• ‘Devastating’, ‘unethical’, ‘cruel’… disabled people react to green paper

    Disabled people and other campaigners have reacted with shock, anger and concern to government proposals to consider forcing all sick and disabled people on out-of-work disability benefits to take part in “mandatory” activity.

    Disability News Service (DNS) revealed last week that the new work, health and disability green paper suggests that all claimants of employment and support allowance (ESA) with the highest support needs could be told to stay in regular touch with their local jobcentre, or risk having their benefits sanctioned.

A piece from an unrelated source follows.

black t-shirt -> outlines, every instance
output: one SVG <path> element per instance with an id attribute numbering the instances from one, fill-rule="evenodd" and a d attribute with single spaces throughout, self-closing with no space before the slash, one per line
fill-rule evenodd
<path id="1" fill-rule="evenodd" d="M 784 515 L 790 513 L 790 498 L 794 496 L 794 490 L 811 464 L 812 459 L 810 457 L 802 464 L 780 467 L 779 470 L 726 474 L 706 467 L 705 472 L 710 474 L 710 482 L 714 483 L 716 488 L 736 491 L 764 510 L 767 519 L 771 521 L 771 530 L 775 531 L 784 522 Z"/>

    The green paper, Improving Lives, says ministers “could consider implementing a ‘keep-in-touch’ discussion with work coaches” for all people in the ESA support group, which “could provide an opportunity for work coaches to offer appropriate support tailored to the individual’s current circumstances” and “could be explored as a voluntary or mandatory requirement”.

    Paragraph 114 of the green paper goes on to say that such contact could use “digital and telephone channels in addition to face-to-face contact, depending on which was more appropriate for the individual and their circumstances”.

    Penny Mordaunt, minister for disabled people, appeared to confirm the proposal in the Commons this week, after she was asked about the future provision of employment advice for people in the support group.

    She told MPs the government was “consulting to establish if a ‘keep in touch’ discussion would be of benefit for this group, and if so, how and by whom should it be delivered, to ensure it meets the needs of individuals in this group”.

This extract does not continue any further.